From: (Mark Brader)
Subject: Re: routine for yesterday's date
Message-ID: your message <>
Date: Fri, 29 Mar 96 23:30:02 EST

Bruce Coghill writes:
> In my C manual the time.h and time functions are described
> and how I can pull off each element in the structure (like year,
> month, day, day-of-the-year), but it isn't clear to me how to subtract
> a day.

This is question 13.14 on the FAQ list, but I'd like to expand a bit on what it says there.

Bruce, you have gotten as far as calling time() and localtime(). The next thing is to use the normalizing feature of mktime(). Suppose that you have a variable of type struct tm called x, and you've just put the current time into it using localtime(). Now you basically just want to do something like this:

	x.tm_day--;      	/* back 1 day */
	(void) mktime (&x);	/* normalize */

And probably someone is going to post to suggest just that. The above code will work most of the time, but it has two problems. First, mktime() is allowed to fail, so it's as well to check for it and report the error.

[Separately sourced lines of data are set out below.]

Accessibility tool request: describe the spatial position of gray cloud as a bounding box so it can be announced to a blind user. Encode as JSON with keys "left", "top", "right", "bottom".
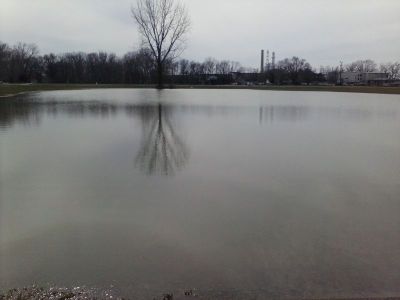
{"left": 1, "top": 0, "right": 399, "bottom": 68}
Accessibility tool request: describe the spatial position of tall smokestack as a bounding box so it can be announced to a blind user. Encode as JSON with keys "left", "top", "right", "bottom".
{"left": 260, "top": 50, "right": 265, "bottom": 73}
{"left": 266, "top": 50, "right": 270, "bottom": 71}
{"left": 272, "top": 51, "right": 276, "bottom": 70}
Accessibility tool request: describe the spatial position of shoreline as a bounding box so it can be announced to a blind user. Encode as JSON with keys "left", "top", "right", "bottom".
{"left": 1, "top": 84, "right": 400, "bottom": 98}
{"left": 1, "top": 286, "right": 400, "bottom": 300}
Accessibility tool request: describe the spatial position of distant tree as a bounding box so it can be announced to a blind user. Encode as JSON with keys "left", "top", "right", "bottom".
{"left": 123, "top": 48, "right": 155, "bottom": 83}
{"left": 169, "top": 60, "right": 180, "bottom": 75}
{"left": 202, "top": 57, "right": 216, "bottom": 74}
{"left": 380, "top": 62, "right": 400, "bottom": 79}
{"left": 131, "top": 0, "right": 190, "bottom": 88}
{"left": 178, "top": 59, "right": 190, "bottom": 75}
{"left": 8, "top": 43, "right": 39, "bottom": 82}
{"left": 0, "top": 42, "right": 11, "bottom": 81}
{"left": 97, "top": 52, "right": 111, "bottom": 83}
{"left": 216, "top": 60, "right": 231, "bottom": 74}
{"left": 30, "top": 55, "right": 45, "bottom": 83}
{"left": 345, "top": 59, "right": 377, "bottom": 72}
{"left": 300, "top": 68, "right": 316, "bottom": 85}
{"left": 64, "top": 52, "right": 87, "bottom": 83}
{"left": 43, "top": 53, "right": 58, "bottom": 82}
{"left": 189, "top": 61, "right": 203, "bottom": 75}
{"left": 229, "top": 61, "right": 242, "bottom": 73}
{"left": 278, "top": 56, "right": 311, "bottom": 84}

Second, it finds the date 24 hours ago. If there was a daylight saving time transition, 24 hours ago might be today or the day before yesterday.

You might think to fix the first problem by adding the line:

	x.tm_isdst = -1;
at the top, effectively forcing mktime() to work by wall clock time. Now you are asking for the same time yesterday, rather than the time 24 hours ago. But this doesn't fix the problem -- in the case of a daylight saving time transition, ``the same time yesterday'' might be ambiguous or not exist. In such a case a failure of mktime() is allowed (or perhaps required, depending on how one interprets the standard).

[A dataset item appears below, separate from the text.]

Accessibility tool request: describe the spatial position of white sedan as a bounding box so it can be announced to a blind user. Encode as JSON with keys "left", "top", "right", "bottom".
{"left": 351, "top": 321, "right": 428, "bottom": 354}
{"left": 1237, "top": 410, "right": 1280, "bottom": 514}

The correct fix is to let the daylight saving time transition take its effect by leaving tm_isdst alone, but to ask for the time 24 hours before a time near noon today. Even if that time is 11 am or 1 pm, it will still be yesterday. So the final version of the code is:

	x.tm_day--;      	/* back 1 day (well, 24 hours) */
	x.tm_hour = 12;         /* from some time between noon and 1 pm */

				/* and normalize */
	if (mktime (&x) == (time_t) -1) {
		fprintf (stderr, "mktime failed!!\n");

The structure now contains the correct year, month, and day values for yesterday. As always, remember that the representation of a struct tm requires you to add 1900 to the year and 1 to the month to get the correct values if displaying them numerically.

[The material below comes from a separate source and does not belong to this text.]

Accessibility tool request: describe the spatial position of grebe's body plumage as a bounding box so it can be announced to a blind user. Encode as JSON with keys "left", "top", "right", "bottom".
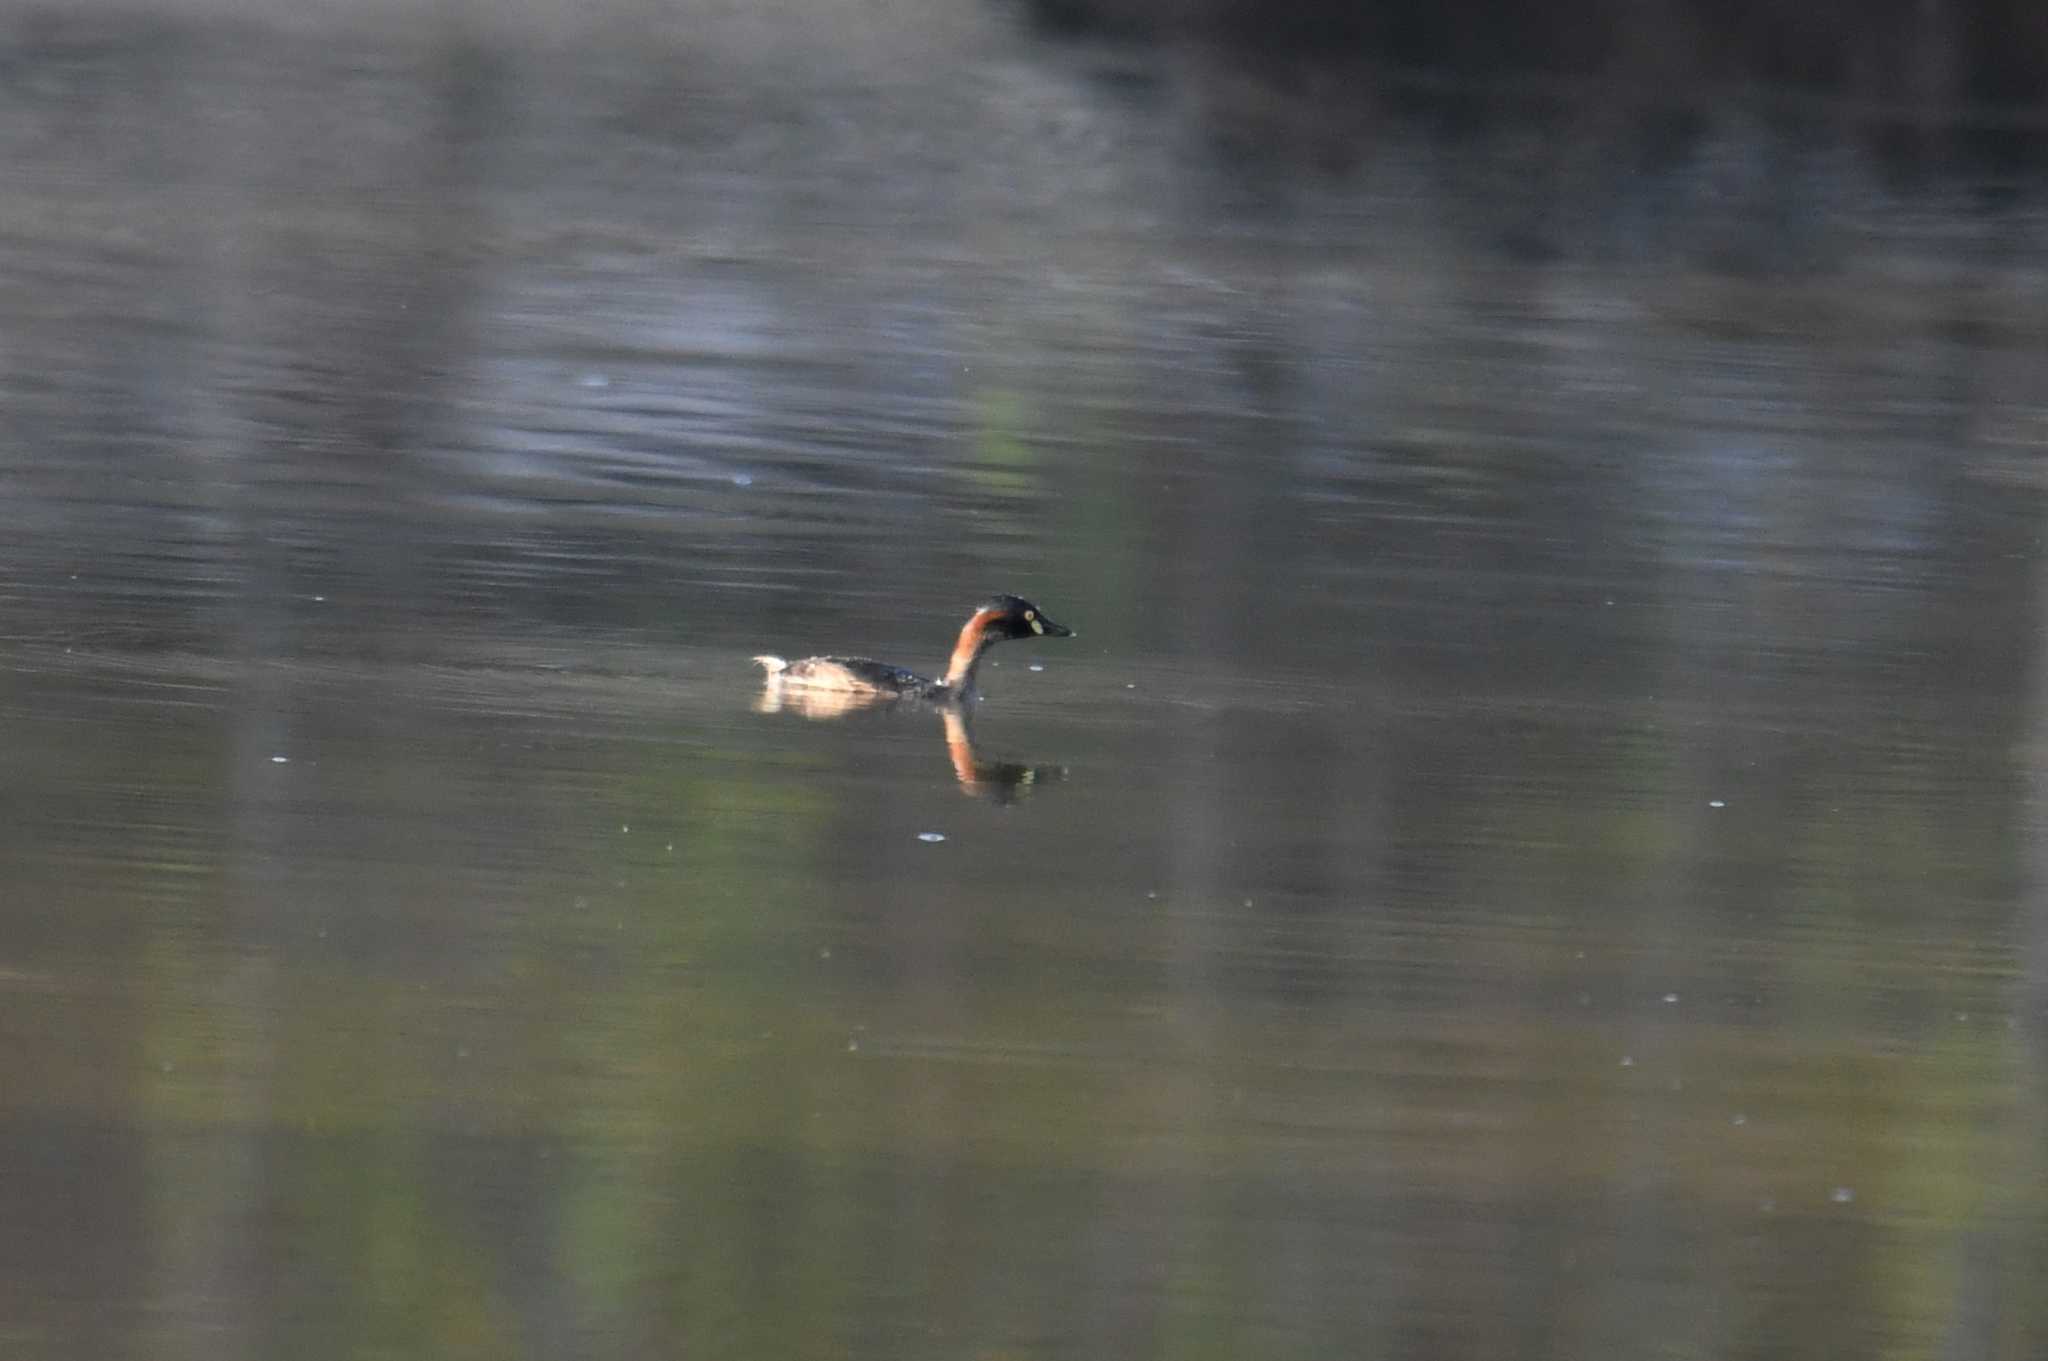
{"left": 753, "top": 655, "right": 936, "bottom": 696}
{"left": 754, "top": 594, "right": 1072, "bottom": 703}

There is a terser version of the ``final'' code: replace the first two lines by

	x.tm_hour = -12;	/* 12 hours before sometime between
				 * midnight and 1 am this morning */
but the meaning of this is less obvious, so I don't recommend it.

Mark Brader                  "To err is human, but to really mess things up                    you need a timetable planner!"
SoftQuad Inc., Toronto                               -- Richard Porter

My text in this article is in the public domain.